Усмехнулся Антон Антоныч.
- Сегодня сочельник, как говорится, и до первого апреля очень нам с тобою еще далеко, хлопчик... Ну, а только поздоровел ты и с лица пополнел, а?.. А может, мне так только кажется... - И он погладил его волосы, разделенные четким пробором, и пощупал плечи, повернув его к себе лицом.
Когда представлял и чертил будущую жизнь своих сыновей Антон Антоныч, то все выходило ясно, значительно и нужно: Леша - путеец, Кука - технолог, химик, Сёзя - строитель, инженер. Это как будто даже не их, а его жизнь разбилась на три потока и пошла дальше так, как и нужно было ей идти. Или они были послушные рычаги в его руках, и их не было даже, был только он: как будто не прошло сорока лет, и опять он - трижды он - мальчишкой идет в жизнь, где она всего ярче, богаче и живее, где каждый день полон и нов, и уже знает он - трижды знает, - что нужно делать на земле и для чего земля.
И вдруг Сёзя. Он стоял со своей новой улыбкой прямо перед ним и смотрел ему в глаза своими такими же круглыми и серыми, как и его, глазами, и говорил не спеша и слова связывал, как всегда, неплотно:
- Если я теперь поступлю в училище, папа, потом я, конечно, в академию... к тридцати шести годам - там мне офицер один знакомый считал - я уж буду полковник...

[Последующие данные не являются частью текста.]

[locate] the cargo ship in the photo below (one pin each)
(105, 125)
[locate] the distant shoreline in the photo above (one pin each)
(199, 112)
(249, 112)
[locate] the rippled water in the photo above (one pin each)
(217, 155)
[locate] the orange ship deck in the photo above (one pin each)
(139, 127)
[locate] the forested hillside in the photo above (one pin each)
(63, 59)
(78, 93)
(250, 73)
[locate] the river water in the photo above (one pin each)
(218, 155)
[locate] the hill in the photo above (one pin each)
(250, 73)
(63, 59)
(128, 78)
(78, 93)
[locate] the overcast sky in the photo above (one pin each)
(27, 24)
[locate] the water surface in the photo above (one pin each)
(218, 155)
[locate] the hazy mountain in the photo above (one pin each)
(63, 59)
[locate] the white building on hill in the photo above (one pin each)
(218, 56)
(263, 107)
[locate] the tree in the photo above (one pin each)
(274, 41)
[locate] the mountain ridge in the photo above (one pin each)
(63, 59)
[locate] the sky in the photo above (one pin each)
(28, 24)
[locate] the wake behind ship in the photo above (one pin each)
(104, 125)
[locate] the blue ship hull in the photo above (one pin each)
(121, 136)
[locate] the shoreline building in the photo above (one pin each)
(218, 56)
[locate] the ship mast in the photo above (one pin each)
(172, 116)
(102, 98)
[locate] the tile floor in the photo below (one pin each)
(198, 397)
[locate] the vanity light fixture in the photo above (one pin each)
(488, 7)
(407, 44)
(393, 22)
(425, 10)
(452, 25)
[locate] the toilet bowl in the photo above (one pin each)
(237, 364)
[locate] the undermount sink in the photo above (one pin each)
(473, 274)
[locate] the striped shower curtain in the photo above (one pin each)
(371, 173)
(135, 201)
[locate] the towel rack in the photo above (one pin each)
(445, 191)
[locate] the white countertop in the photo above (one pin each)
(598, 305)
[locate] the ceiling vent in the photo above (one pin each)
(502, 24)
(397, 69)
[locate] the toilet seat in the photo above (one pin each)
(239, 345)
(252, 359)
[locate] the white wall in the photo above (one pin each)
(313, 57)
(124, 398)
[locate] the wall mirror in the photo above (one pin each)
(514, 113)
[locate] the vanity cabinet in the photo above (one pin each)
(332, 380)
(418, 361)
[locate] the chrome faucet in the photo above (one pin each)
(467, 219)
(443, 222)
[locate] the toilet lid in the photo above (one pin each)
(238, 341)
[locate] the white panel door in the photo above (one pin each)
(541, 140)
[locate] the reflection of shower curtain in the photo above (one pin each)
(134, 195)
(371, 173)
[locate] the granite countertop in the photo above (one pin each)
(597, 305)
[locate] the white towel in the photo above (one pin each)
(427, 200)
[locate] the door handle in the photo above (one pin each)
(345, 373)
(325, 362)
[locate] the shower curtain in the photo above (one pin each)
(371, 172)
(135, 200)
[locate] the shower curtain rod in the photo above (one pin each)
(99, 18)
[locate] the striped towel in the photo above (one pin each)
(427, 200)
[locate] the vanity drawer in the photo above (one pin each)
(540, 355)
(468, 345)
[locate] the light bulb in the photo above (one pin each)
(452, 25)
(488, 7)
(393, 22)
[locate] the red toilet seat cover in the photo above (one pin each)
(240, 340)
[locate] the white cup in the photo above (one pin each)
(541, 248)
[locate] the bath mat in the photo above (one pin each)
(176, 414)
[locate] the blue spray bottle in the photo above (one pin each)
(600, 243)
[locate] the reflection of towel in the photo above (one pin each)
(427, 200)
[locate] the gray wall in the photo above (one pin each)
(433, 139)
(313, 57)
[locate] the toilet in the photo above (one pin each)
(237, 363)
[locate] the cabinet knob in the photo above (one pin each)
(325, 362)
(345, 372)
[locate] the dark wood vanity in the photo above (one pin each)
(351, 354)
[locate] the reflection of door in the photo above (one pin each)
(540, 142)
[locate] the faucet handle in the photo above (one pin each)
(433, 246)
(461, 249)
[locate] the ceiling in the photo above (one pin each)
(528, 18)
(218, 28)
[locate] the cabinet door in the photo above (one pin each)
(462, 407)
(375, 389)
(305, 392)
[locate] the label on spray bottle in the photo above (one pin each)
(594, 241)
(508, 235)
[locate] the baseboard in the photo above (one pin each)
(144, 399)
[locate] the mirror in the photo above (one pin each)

Антон Антоныч оглядел его всего с головы до ног и сказал, усмехаясь и заложив руки в карманы:
- Так ты себе хлопчик ничего, гарный, как сказать, беленький, ну, а шаровары эти писарские ты зними поди, абы я их больше не видал... Хоме их отдай... Да шоб ты не шил себе никаких этих арцифокусов, шоб ничего, кроме формы... Ни боже мой, слышишь! Я не на то посылаю вам деньги, чтобы вы у меня пи-са-рей играли, - не-ет!